Cutting Spending (Republican Style)….. 4

There is an article in the Christian Science Monitor (see the link at the bottom of the post)  about how the Republicans want to cut spending on the federal budget. When Mr. Bush was in office and borrowing hundreds of billions of off budget dollars to fund his wars there was not a squeak from any of them. They suddenly got religion after the fact I guess. I wonder if it has anything to do with a Democrat now holding the White House???   Anyway, here is an excerpt from the article.

One of the plans is the measure passed by House Republicans, which cuts nearly $62 billion from fiscal 2010 levels. It’s also $100 billion less than President Obama’s fiscal 2011 budget proposal. The GOP measure makes cuts in virtually all elements of nondefense, discretionary spending.

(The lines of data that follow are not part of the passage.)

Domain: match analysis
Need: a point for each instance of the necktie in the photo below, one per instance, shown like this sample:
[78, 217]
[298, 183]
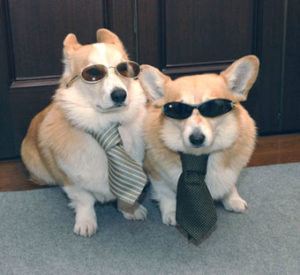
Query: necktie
[126, 177]
[195, 210]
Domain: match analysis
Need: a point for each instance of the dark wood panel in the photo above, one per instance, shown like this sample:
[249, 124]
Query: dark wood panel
[207, 30]
[121, 21]
[265, 98]
[39, 27]
[6, 133]
[291, 96]
[27, 102]
[149, 32]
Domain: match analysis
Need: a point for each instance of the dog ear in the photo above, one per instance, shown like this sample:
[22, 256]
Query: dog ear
[71, 44]
[241, 75]
[153, 81]
[106, 36]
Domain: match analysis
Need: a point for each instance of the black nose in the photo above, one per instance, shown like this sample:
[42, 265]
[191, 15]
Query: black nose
[118, 95]
[197, 138]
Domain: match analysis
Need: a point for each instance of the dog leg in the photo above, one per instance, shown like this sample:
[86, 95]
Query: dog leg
[233, 202]
[83, 203]
[166, 198]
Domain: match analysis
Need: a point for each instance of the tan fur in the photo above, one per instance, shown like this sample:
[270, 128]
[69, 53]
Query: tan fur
[49, 126]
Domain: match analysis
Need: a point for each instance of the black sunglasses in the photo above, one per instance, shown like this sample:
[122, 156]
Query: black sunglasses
[211, 108]
[94, 73]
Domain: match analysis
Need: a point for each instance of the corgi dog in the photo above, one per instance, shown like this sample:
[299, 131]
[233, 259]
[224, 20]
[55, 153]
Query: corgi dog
[199, 114]
[98, 87]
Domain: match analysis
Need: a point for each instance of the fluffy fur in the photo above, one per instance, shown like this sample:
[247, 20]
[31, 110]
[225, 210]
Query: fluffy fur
[229, 139]
[57, 150]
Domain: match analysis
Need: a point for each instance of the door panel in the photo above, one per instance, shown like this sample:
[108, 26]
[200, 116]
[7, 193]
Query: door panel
[291, 96]
[193, 36]
[37, 34]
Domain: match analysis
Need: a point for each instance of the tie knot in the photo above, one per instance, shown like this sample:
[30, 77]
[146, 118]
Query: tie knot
[109, 138]
[194, 163]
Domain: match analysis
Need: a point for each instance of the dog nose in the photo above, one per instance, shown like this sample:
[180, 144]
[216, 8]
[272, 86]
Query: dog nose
[118, 95]
[197, 138]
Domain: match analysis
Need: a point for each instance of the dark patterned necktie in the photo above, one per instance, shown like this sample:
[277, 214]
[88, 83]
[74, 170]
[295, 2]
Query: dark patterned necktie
[195, 210]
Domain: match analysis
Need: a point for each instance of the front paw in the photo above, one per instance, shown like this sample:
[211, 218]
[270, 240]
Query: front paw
[169, 218]
[235, 204]
[85, 227]
[139, 214]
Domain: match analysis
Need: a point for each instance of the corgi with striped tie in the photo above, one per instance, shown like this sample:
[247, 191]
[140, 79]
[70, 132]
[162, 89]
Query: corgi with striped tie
[98, 90]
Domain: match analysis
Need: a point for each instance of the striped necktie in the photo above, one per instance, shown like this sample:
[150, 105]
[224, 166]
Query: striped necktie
[126, 177]
[195, 210]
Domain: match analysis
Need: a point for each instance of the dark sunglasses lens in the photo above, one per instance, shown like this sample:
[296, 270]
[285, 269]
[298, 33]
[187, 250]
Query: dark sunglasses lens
[93, 73]
[128, 69]
[215, 107]
[177, 110]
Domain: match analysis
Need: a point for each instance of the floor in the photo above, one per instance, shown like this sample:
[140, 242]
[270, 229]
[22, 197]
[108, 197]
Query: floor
[269, 150]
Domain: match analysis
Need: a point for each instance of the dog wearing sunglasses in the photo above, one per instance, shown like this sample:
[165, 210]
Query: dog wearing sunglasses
[199, 114]
[98, 87]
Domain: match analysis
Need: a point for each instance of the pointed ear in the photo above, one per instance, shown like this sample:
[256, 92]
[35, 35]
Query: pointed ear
[241, 75]
[153, 81]
[70, 44]
[106, 36]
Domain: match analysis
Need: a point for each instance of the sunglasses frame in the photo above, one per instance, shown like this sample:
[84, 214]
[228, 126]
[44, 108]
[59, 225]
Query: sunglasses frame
[70, 82]
[196, 106]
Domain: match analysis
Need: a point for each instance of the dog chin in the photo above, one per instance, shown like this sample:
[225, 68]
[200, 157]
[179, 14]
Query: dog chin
[113, 108]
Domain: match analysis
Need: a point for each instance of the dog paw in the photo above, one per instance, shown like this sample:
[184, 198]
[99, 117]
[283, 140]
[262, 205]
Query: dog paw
[169, 218]
[86, 228]
[236, 205]
[139, 214]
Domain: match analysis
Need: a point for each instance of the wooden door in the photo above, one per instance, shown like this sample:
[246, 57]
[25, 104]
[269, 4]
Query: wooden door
[178, 36]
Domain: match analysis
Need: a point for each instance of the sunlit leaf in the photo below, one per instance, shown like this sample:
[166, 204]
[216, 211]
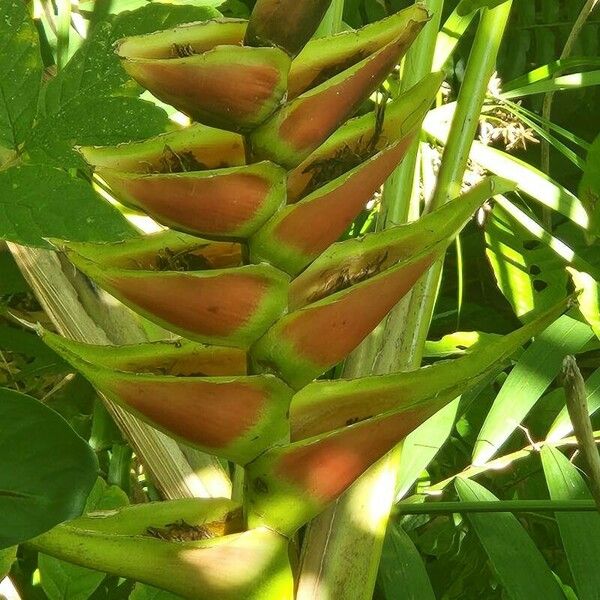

I applaud budgetary constraints, but how they get there is very troubling! The Republicans are proposing taking it all out of “nondefense”. There is something terribly wrong with this.  The military budget currently makes up 60% of the discretionary spending and is not taking any of the hit in budget tightening? Military spending has doubled in less than eight years where the rest of discretionary spending has only gone up a fraction of that.  But their view is that all of the savings must come from the other 40%.  In other words we should eliminate policemen on our streets so that we can maintain “peacekeeping” forces in Iraq, Japan, England, South Korea, Germany and dozens of other places.  As if none of those countries can afford to do that themselves?  Instead, we should lose 200,000 jobs in the U.S. so that we can keep the Afghan tribal leaders appeased.  I might agree with the $62 billion if it were to be apportioned consistently; that is taking $38 billion of it out of our war machine and then the remainder from maintaining stability and safety in our own country.  Taking the military spending off the table is insane to me. But who said the current crop of Republicans are sane!